Environ 50% des patients suspects COVID-19 ont été hospitalisés (dont 12% réadmis grâce au suivi téléphonique) avec une médiane d’âge de 71 ans (quartile 61-85). Environ un patient hospitalisé sur quatre a été admis en réanimation (pour oxygénothérapie à haut débit ou ventilation mécanique invasive). Sur les 13 décès actuels, 10 patients ont été limités sur le niveau de prise en charge ventilatoire. La mortalité des patients hospitalisées est actuellement de 13% avec un âge médian de 84 ans, (quartile 83-92. Le pourcentage de lits occupés a été au maximum de 75% en médecine et de 85% en réanimation. Ces éléments positifs sont à pondérer par : l’arrivée plus tardive de la pandémie dans la région ARA, l’effet bénéfique du confinement mis en place le 17 mars à l’échelle nationale, le rôle de la clinique en soutien du CHU (moins d’arrivée directe par le SAMU). Cependant, les Hospices Civils de Lyon ne semblent pas non plus saturés (https://www.lemonde.fr/planete/article/2020/04/04/coronavirus-sous-pression-les-hopitaux-lyonnais-tiennent-le-choc_6035553_3244.html), ceci témoignant probablement d’une filière de soins et d’un maillage optimal entre les différents établissements partenaires.

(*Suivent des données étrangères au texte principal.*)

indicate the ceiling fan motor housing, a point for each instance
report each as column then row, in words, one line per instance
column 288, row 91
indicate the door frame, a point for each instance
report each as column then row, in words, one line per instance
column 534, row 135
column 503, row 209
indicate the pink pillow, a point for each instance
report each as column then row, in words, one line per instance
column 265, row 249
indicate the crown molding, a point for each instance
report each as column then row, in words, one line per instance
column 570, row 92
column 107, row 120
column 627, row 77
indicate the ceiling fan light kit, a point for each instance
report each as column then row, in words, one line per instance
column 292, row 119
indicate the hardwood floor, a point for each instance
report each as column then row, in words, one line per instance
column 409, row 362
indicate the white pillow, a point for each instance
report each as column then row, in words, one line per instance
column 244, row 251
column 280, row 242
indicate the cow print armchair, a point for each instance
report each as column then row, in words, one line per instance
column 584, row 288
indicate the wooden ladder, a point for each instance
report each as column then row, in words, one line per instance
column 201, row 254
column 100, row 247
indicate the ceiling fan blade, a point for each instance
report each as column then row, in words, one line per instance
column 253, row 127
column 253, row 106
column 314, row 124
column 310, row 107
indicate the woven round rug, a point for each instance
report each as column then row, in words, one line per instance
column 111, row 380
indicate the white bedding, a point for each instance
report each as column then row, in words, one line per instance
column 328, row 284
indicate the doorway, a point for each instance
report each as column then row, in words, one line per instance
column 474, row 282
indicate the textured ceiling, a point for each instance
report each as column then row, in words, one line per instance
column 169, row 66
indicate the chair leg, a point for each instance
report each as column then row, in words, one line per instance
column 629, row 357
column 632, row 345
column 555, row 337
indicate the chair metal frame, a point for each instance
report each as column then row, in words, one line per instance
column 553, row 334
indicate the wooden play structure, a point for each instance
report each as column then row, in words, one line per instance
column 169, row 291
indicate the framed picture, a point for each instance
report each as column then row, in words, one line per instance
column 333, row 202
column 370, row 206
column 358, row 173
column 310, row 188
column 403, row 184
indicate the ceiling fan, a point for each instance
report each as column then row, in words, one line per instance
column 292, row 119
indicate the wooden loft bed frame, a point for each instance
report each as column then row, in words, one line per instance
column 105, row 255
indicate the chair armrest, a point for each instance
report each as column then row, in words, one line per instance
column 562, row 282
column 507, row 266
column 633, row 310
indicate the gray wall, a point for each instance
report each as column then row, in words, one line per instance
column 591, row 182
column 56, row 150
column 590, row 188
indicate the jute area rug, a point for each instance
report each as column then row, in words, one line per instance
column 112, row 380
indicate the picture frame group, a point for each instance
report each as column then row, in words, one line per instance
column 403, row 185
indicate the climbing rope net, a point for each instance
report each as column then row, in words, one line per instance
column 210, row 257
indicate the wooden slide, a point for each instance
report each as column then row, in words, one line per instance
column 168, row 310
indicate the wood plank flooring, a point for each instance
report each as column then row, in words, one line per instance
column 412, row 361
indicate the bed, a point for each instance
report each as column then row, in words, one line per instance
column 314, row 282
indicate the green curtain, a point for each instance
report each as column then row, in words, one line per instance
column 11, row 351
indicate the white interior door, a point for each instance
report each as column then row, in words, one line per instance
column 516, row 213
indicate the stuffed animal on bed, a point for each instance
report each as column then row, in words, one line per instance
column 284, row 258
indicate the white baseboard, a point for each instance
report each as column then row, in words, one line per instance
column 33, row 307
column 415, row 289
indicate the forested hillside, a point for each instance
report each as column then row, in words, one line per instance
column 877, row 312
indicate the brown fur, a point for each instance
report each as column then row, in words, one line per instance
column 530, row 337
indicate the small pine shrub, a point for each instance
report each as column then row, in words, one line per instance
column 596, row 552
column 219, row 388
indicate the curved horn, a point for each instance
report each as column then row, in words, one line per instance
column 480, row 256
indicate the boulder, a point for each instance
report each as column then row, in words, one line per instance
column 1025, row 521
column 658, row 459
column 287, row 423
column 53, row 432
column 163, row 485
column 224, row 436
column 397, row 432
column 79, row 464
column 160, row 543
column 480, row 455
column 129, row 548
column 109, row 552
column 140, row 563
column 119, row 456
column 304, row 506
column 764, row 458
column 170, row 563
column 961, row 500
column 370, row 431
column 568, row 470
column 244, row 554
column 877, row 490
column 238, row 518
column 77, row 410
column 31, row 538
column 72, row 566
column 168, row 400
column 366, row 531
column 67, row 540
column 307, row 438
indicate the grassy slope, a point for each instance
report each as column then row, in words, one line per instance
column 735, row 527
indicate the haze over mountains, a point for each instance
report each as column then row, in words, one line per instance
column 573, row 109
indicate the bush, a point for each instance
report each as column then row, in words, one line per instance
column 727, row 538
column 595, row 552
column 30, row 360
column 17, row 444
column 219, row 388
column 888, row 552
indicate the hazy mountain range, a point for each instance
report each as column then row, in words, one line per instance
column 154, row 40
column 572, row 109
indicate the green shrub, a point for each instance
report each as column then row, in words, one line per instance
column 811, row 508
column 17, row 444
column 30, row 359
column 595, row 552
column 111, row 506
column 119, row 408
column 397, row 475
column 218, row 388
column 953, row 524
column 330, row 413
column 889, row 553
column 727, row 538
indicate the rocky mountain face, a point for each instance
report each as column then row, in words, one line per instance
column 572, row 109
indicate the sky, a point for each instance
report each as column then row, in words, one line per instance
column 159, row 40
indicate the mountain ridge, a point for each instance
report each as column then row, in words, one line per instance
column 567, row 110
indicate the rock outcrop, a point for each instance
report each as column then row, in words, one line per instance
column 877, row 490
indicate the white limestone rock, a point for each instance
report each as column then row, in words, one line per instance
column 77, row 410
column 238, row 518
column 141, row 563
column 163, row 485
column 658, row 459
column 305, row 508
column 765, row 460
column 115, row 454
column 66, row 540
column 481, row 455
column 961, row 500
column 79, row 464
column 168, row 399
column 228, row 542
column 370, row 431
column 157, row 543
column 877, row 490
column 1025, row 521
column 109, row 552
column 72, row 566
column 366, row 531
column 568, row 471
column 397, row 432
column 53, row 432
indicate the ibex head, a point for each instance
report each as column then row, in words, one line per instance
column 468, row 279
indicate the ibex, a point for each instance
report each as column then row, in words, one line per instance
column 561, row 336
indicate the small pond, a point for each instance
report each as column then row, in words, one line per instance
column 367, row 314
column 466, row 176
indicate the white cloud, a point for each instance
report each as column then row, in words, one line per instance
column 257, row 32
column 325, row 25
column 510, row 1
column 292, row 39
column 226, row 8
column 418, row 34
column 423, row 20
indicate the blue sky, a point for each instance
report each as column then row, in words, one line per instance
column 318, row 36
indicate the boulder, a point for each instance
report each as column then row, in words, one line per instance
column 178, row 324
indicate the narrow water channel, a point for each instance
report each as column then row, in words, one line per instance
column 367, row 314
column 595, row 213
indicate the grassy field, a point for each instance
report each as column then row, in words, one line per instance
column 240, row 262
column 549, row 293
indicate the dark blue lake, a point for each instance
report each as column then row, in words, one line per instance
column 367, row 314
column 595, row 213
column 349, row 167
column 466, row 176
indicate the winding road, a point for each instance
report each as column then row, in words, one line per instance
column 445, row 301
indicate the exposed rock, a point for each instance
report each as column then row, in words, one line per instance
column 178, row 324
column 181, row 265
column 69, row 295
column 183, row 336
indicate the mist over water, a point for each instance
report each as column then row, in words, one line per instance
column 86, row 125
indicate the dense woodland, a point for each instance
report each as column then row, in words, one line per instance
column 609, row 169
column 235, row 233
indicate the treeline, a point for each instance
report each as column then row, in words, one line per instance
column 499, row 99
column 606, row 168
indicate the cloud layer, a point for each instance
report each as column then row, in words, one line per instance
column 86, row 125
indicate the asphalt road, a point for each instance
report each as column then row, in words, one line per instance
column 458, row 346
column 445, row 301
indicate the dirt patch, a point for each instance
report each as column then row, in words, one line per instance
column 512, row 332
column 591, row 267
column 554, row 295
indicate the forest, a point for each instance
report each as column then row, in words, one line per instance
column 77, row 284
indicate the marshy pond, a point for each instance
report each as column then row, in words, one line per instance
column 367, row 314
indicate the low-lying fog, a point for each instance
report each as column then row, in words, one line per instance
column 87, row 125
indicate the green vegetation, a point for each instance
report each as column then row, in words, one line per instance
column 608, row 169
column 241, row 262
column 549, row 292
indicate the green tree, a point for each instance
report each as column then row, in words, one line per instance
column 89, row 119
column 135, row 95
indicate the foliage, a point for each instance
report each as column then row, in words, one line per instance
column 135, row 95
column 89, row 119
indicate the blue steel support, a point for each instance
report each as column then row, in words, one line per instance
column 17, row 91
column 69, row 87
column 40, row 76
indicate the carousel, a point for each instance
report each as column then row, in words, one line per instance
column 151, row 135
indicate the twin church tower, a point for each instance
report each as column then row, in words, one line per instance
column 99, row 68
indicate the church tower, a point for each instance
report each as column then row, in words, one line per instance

En conclusion, notre expérience, au 9 avril 2020, est pour l’instant positive : l’anticipation de la réorganisation de la structure médicale par une collaboration étroite entre partenaires publiques/privés, administrations régionale/locale, redéploiement du personnel médical et paramédical, ainsi que la priorisation du chemin patient selon la gravité clinique et le niveau de soins éthique, ont permis de ne pas saturer notre établissement et d’adapter au mieux les soins individuels à une situation de crise sanitaire collective. L’avenir nous dira si ce modèle est pérenne tant sur le plan médical que sur le plan économique.